State to add nursing home inspectors

audit found backlog of complaints

April 16, 1999|By Walter F. Roche Jr. | Walter F. Roche Jr.,SUN STAFF

State health officials are about to substantially increase their nursing home inspection staff after a federal audit report strongly criticized Maryland for long delays in responding to complaints of poor care from patients, their families and health care workers.

Carol Benner, director of licensing and certification in the state Department of Health and Mental Hygiene, said that 10 inspectors will be added immediately to the staff of 35. Eight inspectors and two supervisors will be added this year. Ten inspectors are slated to be hired next year.

The expansion is a result of provisions in the state budget approved by the General Assembly.

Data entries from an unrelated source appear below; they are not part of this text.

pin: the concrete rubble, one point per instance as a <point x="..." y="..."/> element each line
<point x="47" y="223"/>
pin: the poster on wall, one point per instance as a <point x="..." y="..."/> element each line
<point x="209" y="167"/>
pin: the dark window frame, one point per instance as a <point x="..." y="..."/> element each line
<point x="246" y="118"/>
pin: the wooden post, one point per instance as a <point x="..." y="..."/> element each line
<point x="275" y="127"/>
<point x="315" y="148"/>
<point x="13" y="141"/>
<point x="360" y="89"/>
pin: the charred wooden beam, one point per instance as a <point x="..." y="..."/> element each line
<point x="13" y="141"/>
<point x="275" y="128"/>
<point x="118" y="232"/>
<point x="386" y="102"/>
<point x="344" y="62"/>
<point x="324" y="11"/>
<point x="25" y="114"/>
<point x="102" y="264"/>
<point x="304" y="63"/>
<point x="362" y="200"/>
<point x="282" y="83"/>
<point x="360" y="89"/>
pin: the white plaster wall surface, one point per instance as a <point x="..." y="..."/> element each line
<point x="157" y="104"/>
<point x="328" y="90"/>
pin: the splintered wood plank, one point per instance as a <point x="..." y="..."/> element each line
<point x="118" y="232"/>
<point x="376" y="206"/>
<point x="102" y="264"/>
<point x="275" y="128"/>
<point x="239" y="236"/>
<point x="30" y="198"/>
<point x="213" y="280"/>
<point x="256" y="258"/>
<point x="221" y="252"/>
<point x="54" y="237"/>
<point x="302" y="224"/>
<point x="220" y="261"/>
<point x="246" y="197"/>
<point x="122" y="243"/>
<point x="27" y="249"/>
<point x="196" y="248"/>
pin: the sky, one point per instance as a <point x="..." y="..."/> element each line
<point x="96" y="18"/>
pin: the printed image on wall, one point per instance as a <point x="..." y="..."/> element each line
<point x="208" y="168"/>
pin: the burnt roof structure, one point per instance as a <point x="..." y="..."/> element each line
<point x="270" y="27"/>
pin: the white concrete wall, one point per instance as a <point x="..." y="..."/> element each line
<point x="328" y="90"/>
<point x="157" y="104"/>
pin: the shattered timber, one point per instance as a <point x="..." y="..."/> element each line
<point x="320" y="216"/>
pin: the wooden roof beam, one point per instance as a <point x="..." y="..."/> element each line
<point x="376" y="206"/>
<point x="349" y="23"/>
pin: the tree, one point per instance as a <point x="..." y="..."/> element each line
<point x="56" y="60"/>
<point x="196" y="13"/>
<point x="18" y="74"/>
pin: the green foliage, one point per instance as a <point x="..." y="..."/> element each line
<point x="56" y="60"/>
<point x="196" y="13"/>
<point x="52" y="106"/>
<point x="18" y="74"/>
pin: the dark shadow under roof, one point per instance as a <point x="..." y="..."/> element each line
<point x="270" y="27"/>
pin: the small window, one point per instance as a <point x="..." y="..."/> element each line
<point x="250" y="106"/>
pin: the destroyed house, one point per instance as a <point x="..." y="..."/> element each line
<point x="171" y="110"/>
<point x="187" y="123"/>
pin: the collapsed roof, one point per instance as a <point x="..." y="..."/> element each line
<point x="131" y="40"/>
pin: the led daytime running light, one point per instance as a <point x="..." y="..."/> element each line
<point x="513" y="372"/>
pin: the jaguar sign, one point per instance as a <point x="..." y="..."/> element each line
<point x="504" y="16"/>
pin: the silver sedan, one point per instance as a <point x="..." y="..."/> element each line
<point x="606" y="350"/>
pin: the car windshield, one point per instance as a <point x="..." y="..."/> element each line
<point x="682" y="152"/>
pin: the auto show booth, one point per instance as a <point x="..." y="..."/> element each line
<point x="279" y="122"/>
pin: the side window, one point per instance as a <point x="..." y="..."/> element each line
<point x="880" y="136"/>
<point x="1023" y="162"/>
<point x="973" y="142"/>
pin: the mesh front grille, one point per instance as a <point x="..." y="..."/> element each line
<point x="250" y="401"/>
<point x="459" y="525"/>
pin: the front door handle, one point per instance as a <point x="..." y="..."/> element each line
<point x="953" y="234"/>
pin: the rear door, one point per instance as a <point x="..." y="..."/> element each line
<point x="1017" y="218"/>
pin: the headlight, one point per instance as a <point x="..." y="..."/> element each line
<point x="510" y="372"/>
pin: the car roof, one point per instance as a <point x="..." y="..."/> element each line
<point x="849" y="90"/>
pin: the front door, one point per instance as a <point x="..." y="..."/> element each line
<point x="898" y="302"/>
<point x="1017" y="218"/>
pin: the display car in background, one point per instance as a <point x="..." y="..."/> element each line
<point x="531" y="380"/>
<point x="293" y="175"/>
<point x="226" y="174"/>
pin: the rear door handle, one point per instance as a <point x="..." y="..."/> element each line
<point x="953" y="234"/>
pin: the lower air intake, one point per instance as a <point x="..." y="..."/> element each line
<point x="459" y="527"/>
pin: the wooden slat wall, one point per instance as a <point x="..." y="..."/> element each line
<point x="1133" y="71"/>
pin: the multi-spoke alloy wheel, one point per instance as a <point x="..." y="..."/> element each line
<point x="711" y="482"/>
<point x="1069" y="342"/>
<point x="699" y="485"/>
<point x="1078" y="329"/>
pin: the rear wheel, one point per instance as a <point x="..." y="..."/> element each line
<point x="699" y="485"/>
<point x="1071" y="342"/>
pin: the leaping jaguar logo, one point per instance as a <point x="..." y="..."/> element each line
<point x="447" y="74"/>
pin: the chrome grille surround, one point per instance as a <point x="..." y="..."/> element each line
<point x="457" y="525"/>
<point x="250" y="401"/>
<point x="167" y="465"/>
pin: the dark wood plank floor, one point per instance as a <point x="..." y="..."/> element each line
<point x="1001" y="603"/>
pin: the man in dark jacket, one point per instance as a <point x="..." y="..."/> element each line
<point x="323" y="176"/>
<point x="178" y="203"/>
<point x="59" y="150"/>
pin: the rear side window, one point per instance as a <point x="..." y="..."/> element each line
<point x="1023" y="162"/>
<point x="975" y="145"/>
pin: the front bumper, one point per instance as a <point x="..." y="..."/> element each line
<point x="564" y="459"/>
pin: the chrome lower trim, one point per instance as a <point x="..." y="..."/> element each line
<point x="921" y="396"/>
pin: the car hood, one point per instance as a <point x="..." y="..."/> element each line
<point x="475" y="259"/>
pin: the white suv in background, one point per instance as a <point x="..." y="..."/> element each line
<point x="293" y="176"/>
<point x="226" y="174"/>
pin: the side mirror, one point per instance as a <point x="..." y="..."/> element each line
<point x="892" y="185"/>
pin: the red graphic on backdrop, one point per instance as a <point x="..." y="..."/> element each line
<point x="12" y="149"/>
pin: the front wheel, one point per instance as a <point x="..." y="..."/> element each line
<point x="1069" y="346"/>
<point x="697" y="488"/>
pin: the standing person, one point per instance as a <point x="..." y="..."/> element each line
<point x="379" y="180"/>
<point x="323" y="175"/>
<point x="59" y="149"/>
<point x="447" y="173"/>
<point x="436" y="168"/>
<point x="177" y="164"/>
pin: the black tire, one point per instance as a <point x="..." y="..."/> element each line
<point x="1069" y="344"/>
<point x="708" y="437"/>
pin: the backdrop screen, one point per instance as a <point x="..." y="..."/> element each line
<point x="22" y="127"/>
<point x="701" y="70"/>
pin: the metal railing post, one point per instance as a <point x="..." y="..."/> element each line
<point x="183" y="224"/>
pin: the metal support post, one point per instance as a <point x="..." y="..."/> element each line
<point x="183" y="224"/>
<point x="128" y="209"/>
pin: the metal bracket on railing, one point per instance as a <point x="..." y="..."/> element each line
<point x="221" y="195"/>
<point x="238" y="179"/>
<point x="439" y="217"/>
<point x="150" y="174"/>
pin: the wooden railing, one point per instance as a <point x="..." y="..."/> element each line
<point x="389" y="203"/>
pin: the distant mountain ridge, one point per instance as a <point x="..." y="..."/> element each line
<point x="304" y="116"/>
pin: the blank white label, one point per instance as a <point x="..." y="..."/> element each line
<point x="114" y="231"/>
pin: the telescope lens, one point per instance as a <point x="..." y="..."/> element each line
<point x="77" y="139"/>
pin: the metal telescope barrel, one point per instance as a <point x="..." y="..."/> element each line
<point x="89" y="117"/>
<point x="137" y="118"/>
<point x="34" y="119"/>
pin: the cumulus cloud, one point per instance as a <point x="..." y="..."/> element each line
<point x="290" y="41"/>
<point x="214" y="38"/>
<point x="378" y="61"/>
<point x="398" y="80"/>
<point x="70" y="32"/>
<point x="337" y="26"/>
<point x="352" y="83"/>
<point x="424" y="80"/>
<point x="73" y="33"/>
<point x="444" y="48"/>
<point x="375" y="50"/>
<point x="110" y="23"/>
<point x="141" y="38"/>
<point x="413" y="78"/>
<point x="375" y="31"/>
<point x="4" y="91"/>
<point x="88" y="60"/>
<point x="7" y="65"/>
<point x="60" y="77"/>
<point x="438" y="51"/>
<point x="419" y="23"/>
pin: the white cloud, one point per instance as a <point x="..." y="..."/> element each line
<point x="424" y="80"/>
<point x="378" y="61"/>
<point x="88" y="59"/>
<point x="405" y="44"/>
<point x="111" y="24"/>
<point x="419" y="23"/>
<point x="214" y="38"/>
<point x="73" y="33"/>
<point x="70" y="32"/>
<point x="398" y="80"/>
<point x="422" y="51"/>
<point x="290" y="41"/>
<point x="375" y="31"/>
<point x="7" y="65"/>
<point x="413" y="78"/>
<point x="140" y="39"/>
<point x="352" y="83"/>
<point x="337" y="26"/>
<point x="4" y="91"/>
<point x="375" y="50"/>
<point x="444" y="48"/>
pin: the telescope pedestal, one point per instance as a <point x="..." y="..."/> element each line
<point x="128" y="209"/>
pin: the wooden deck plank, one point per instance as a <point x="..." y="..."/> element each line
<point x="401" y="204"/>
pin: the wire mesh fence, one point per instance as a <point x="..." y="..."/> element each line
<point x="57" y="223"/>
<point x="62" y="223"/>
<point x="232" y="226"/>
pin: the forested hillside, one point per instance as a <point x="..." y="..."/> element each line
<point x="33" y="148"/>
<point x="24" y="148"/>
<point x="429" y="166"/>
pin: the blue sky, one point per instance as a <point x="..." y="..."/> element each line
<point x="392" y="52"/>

Benner said her agency was working to respond to all pending complaints and expected the backlog -- noted in a March U.S. General Accounting Office report -- to be eliminated completely late this week or early next week. In one case, the GAO said, the state failed for four months to respond to a complaint from an ambulance attendant about a patient whose body was covered with sores and fingers caked with blood.

Benner said the six inspectors assigned to respond to complaints have been merged with the regular inspection staff, which will handle regular inspections and complaints.

Benner said she had instructed her staff to be more sensitive to the complaints of family members. The GAO report included the case of a patient in a Parkville nursing home, who died shortly after being released. A state official told the woman's granddaughter that the department gave priority to complaints involving living patients, not dead ones.

State inspectors have taken action against another nursing home. Benner said that serious deficiencies were found at Mariner Health of Catonsville, in the first block of Smith Ave. She said the home was one of three Mariner Health facilities in the Baltimore area cited recently.